Но я молчала. Потому что слова застряли в горле, потому что слёзы душили, потому что она не заслуживала моей боли. Она не имела права знать, как это — терять детей.

— Регина, — продолжала свекровь, — может дать Диме то, что ты не способна. Наследника. Продолжение рода. А ты... — она посмотрела на мой живот, скрытый под больничным одеялом, — ты снова беременна, я знаю. И снова будет выкидыш. Потому что ты — пустоцвет, Варя. Тебе не дано. Смирись.

Она говорила это спокойно, почти сочувственно. Как будто констатировала медицинский факт. Как будто не вбивала гвозди в мой гроб.

— Я думаю, — Элеонора Павловна встала, поправила пальто, — тебе стоит подумать о разводе. Отпусти Диму. Дай ему шанс на нормальную жизнь. С женщиной, которая способна быть матерью.

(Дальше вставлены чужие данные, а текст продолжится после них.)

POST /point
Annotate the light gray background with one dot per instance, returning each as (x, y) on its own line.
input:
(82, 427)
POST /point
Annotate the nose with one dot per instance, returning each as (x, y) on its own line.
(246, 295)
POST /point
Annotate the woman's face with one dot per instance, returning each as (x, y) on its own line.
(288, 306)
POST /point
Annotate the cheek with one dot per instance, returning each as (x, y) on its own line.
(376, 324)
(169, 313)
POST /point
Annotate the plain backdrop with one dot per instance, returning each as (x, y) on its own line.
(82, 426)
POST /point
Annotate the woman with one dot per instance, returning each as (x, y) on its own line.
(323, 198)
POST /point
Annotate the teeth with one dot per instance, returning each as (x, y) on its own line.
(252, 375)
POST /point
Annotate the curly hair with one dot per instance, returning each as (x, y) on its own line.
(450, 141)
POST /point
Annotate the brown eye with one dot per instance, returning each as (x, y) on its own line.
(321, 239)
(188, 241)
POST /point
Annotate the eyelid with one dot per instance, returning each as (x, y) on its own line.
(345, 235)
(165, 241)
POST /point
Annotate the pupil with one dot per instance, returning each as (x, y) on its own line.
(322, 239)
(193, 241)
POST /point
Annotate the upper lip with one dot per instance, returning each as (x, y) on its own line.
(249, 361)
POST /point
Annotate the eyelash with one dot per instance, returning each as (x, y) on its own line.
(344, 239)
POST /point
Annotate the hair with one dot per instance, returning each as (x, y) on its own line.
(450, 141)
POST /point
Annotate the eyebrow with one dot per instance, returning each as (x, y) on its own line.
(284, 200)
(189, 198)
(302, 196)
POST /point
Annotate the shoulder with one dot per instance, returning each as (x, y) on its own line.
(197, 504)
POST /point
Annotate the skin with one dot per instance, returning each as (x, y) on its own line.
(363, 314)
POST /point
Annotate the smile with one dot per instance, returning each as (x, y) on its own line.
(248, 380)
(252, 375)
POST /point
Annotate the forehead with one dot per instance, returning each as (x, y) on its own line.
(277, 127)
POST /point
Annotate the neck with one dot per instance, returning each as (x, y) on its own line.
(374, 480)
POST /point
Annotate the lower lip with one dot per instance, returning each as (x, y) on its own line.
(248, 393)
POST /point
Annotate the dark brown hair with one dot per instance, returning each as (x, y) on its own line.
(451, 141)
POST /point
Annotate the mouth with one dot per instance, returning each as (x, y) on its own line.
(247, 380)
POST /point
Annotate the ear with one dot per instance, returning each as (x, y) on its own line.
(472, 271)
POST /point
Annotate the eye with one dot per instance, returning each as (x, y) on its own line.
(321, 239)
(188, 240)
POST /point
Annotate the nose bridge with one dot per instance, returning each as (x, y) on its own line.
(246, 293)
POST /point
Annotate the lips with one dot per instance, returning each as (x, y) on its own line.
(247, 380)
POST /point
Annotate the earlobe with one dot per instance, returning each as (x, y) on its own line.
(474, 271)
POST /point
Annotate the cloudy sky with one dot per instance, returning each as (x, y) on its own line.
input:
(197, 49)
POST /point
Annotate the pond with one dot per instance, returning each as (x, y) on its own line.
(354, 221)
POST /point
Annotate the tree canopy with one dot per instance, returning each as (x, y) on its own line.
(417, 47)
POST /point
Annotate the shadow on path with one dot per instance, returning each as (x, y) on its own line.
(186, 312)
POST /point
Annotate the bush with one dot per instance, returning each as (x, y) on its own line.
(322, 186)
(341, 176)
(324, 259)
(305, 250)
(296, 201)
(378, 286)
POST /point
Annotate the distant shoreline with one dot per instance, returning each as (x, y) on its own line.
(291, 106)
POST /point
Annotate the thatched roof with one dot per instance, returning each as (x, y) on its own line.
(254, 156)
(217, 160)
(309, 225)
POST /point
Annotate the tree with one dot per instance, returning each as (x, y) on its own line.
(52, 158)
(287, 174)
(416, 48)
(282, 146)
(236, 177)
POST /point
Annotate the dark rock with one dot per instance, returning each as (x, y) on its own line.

Она направилась к двери, но на пороге обернулась.

— И ещё, Варенька. Регина — достойная женщина. Она любит Диму. По-настоящему. Не так, как ты — цепляясь за деньги и статус. Она любит его самого. Может, поэтому он выбрал её.

Дверь закрылась. Я лежала, глядя в потолок, и чувствовала, как что-то внутри меня умирает.

Она знала. Всё это время — знала. О Регине, о романе, о том, что происходит за моей спиной. Может, даже способствовала — сводила их, создавала условия, шептала сыну на ухо: «Зачем тебе эта пустышка? Найди нормальную женщину».

Пустоцвет.

Это слово звенело в голове, как погребальный колокол. Пустоцвет. Пустоцвет. Пустоцвет.

Может, она права?

Может, я действительно — пустое место? Красивая оболочка, которая не способна дать жизнь? Бракованная матка, сломанное тело, женщина, которая не заслуживает материнства?

Я положила руку на живот. Там, внутри, билось маленькое сердце. Мой ребёнок. Мой четвёртый шанс.

— Я не пустоцвет, — прошептала я вслух. — Слышишь, малыш? Я не пустоцвет. Я — твоя мама. И я не дам им нас сломать.

Слёзы катились по щекам. Я не вытирала их. Пусть текут. Пусть вымывают яд, который она влила в меня своими словами.

Миша. Аня. Ванечка.

Мои дети. Мои ангелы. Они были — настоящие, живые, любимые. Пусть недолго. Пусть только во мне. Но они были.

И этот — будет. Я клянусь вам, мои маленькие. Эта девочка — врач сказала, девочка — она родится. Она будет жить. За вас всех.

* * *

Вечером пришли записки от Дмитрия. Телефон мой разбился и нового пока не было.

Медсестра принесла их с извиняющимся видом — целую стопку, написанных на листках из блокнота. Его почерк — резкий, угловатый, знакомый до боли.

«Варя, прости меня».

«Я знаю, что не заслуживаю прощения».

«Позволь мне объяснить».

«Я люблю тебя. Только тебя».

«Это была ошибка. Страшная ошибка».

Я читала и не чувствовала ничего. Пустота. Слова, которые раньше значили всё — теперь были просто чернилами на бумаге.

Он любит меня? После четырёх месяцев с ней — любит?

Это была ошибка? Четыре месяца — это не ошибка. Это выбор. Каждый день, каждую ночь — он выбирал её. А теперь, когда попался, — называет это ошибкой.